TASIKMALAYA, iNewsTasikmalaya.id – Penjual masakan seperti lauk pauk, bakso, seblak, hingga pecel lalapan di Tasikmalaya terpaksa mengubah strategi produksi akibat lonjakan harga cabai rawit yang kini mencapai Rp150 ribu per kilogram.
Para pelaku usaha ini melakukan berbagai penyesuaian agar tetap dapat bertahan tanpa menaikkan harga jual secara signifikan.
Siti Nurmaya, seorang pedagang bakso keliling di kawasan Kawalu, mengurangi penggunaan cabai rawit dalam sambalnya dan menggantinya dengan cabai kering untuk menekan biaya produksi.
"Dulu sambal saya 100 persen cabai rawit, sekarang saya kurangi jadi 80 persen cabai rawit dan 20 persen cabai kering. Ini cara saya supaya tetap untung tanpa menaikkan harga terlalu tinggi," ujar Siti pada Rabu (20/1/2025).
Sementara itu, Dedeh (35), penjual lauk pauk, beralih menggunakan cabai merah keriting sebagai pengganti cabai rawit.
"Sejak harga cabai rawit naik, saya lebih sering pakai cabai merah keriting. Harganya lebih murah, tapi tetap bisa memberikan rasa pedas," kata Dedeh.
Ia menambahkan, kenaikan harga cabai rawit berdampak langsung pada sektor kuliner yang sangat bergantung pada bahan tersebut.
"Kalau harga terus naik, bisa berpengaruh pada daya beli konsumen dan stabilitas harga makanan," ungkap Dedeh.

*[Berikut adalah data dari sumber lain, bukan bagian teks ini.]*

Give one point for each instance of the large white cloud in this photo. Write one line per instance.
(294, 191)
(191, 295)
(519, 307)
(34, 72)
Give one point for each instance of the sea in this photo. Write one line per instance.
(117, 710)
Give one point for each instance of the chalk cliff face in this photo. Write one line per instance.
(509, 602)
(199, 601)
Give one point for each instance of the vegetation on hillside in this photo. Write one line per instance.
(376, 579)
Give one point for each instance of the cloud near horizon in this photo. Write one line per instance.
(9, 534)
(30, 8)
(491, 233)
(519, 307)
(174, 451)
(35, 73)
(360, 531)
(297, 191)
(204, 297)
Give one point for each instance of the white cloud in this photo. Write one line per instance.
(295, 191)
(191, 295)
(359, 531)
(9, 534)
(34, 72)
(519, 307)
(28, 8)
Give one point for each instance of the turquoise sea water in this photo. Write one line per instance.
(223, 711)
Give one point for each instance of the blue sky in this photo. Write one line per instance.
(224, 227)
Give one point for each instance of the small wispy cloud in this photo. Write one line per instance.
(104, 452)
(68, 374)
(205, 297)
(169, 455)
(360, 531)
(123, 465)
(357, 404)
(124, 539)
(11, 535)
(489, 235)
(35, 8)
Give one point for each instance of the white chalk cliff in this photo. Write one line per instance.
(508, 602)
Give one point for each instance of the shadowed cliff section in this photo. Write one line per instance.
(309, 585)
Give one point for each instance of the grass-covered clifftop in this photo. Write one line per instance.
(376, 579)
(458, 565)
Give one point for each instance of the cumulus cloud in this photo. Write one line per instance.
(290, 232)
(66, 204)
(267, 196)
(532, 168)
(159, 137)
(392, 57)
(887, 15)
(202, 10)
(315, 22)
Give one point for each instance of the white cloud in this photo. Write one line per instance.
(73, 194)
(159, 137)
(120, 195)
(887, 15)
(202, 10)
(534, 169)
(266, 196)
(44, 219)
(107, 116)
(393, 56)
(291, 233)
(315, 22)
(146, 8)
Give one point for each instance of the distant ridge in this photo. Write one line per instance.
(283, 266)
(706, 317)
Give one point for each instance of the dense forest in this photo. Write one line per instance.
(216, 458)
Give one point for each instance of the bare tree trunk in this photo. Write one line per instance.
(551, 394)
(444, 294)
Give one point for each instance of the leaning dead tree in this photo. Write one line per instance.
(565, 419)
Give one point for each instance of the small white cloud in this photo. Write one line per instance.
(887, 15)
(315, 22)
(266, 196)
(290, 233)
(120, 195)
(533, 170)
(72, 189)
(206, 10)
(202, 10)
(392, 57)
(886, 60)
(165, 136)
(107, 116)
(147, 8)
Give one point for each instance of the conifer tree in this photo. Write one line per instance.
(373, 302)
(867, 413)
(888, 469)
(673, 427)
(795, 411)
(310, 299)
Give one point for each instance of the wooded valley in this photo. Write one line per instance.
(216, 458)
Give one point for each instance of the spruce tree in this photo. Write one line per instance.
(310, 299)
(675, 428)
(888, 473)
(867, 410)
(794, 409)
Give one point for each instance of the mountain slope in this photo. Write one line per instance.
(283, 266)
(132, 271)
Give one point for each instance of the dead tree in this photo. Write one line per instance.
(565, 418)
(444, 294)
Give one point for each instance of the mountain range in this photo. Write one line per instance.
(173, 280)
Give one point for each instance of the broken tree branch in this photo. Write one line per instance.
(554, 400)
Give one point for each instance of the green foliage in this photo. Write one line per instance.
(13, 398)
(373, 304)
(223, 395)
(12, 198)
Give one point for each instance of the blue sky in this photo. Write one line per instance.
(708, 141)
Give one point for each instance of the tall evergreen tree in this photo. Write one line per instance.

Aeni Suharyanti, salah satu pedagang cabai rawit di Tasikmalaya, mengaku bahwa meskipun harga cabai melambung, pasokan masih stabil.
Ia menjual cabai rawit yang sudah dibersihkan dengan harga Rp150 ribu per kilogram dan mampu menjual hingga 100 kilogram per hari.
"Cabai saya datangkan dari Jawa Tengah melalui pemasok tetap. Meski mahal, pelanggan seperti rumah makan di Kota Tasikmalaya tetap membeli," jelas Aeni.
Selain itu, Aeni juga mengolah cabai rawit menjadi cabai kering dengan proses mencuci, merebus, dan menjemur.
"Cabai kering saya jual Rp40 ribu per kilogram. Biasanya digunakan untuk membuat minyak cabai atau sambal campuran," tambahnya.
Kenaikan harga cabai rawit mendorong para pedagang dan pemasok untuk lebih kreatif dalam menyiasati situasi.
Dengan inovasi ini, mereka tetap bisa menjaga kelangsungan usaha di tengah tantangan ekonomi yang tidak menentu.